Eq and the == operator it defines are an unrelated mechanism; making Tree an instance of Eq won't change how pattern matching works.

I think your thinking here is a bit backward: Pattern matching is the most basic way of using a value in Haskell; except for some basic types like Int, Eq is implemented using pattern matching, not the other way around.

Pattern matching and numbers

It turns out numeric literals are a special case. According to the Haskell report (link):

Matching a numeric, character, or string literal pattern k against a value v succeeds if v == k, where == is overloaded based on the type of the pattern.

7
votes

Haskell knows what type constructor was used to construct a particular instance, and that's all it needs in order to pattern match successfully.

7
votes

The thing you're missing is that you're assuming Null is some constant value like in C or Java. It's not — it's a constructor for the Tree type.

Pattern-matches do construction in reverse. Instead of you providing two values to the constructor and it gives you a value of the appropriate type, you provide a value of the type to the constructor and it gives you the constituent values that make up the type. The language knows which branch of the discriminated union was used to construct the value, so it can match against the correct pattern. Thus, there is no need for equality because it's all just constructors and variables — no actual values are being compared (or even necessarily evaluated).
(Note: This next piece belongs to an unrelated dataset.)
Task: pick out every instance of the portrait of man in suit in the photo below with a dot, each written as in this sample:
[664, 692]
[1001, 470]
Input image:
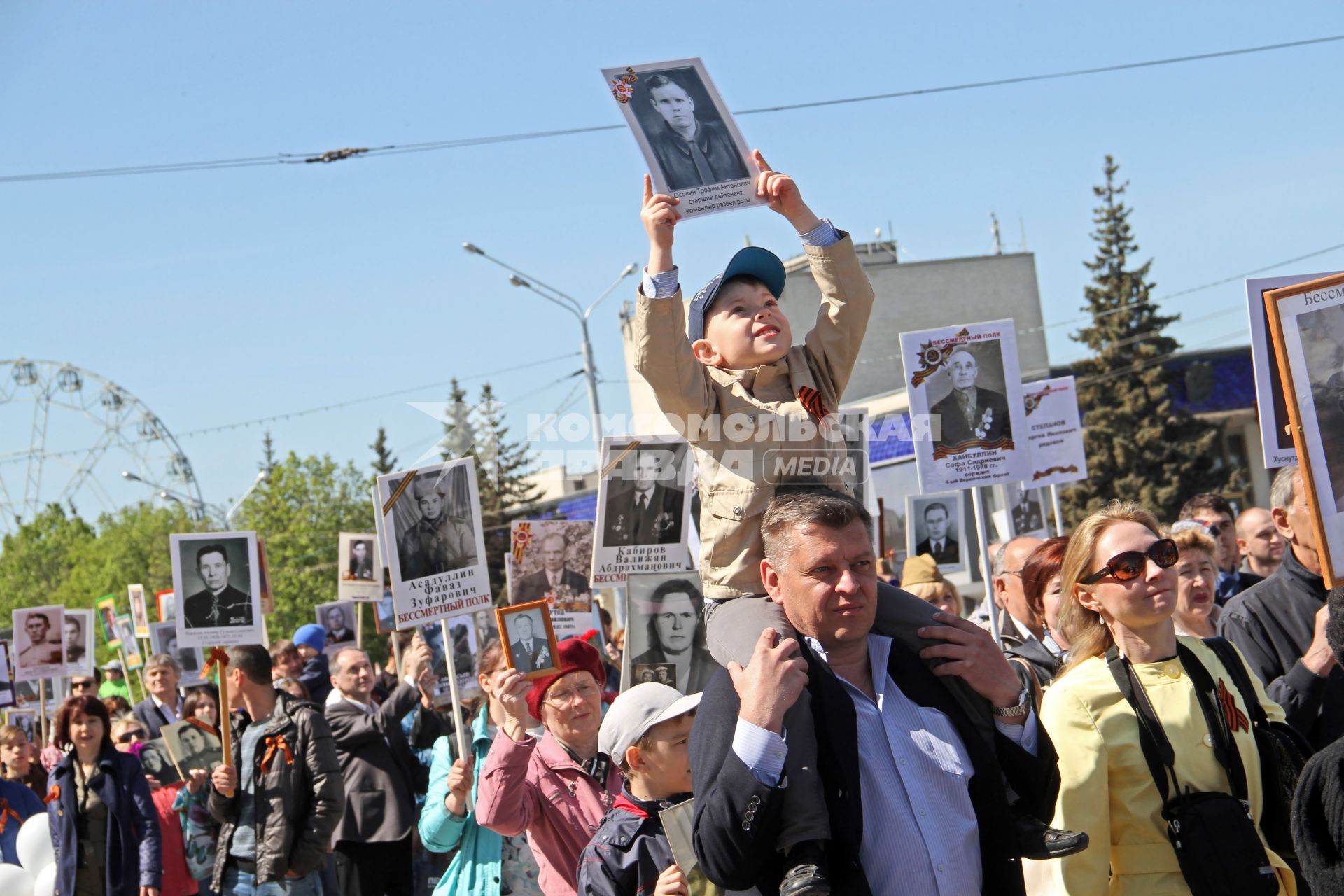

With regards to your edit about Ints:

Yes, Int is basically a type with an obscenely large number of constructors along the lines of -2 | -1 | 0 | 1 | 2 | 3 | 4 …. It's a bit handwavy, but it works in practice.

2
votes

At some point you need pattern matching when you don't want to use Eq. E.g. you could define

isEmpty :: Tree -> Bool
isEmpty Null = True
isEmpty _ = False

sumOfValues2 :: Tree -> Int
sumOfValues2 Null = 0
sumOfValues2 (Node t1 v t2)
    | isEmpty t1 && isEmpty t2 = v
    | isEmpty t1 = v + (sumOfValues2 t2)
    | isEmpty t2 = v + (sumOfValues2 t1)
    | otherwise = v + (sumOfValues2 t1) + (sumOfValues2 t2)

BTW, you don't need all that cases, just this:

sumOfValues :: Tree -> Int
sumOfValues Null = 0
sumOfValues (Node t1 v t2) = v + (sumOfValues t1) + (sumOfValues t2)
1
votes

Pattern matching depends on the syntax. E.g. if you write a pattern involving constructors, pattern matching by constructors is what you'll get. If you write a pattern involving litteral expressions (and litteral floating point values or integers are just that) you get an equality test (from the Eq class) using whatever overloaded definition of the (==) operator your type may provide.

So if you overload your Fred data type which is of class Num and has a constructor, also called Fred you could define equality against Integers by checking if the given Integer is 1. Now in that weird scenario, unless I'm overlooking something, the following ought to work:

getFred :: Fred -- get a Fred
getFred = Fred -- invoke the Fred constructor

testFred :: Fred -> Bool -- tests if Fred's equality operator considers 1 equal to Fred
testFred 1 = True -- overloaded (==) tests against 1, so should be true
testFred _ = False -- shouldn't happen, then...

isFredOne = testFred $ getFred -- returns True
1
votes

You can think of the data constructors as tags. To do a pattern matching on a value of Tree, the compiled code extracts the tag and just knows which branch to dispatch to. It doesn't care about the real value, so you don't need Eq.

0
votes

I justify this type of thing to myself by saying that pattern matching is core to what Haskell is - the Eq typeclass is not.

So while there are features similar to pattern matching which require Eq, they are not pattern matching and could be implemented on top of pattern matching.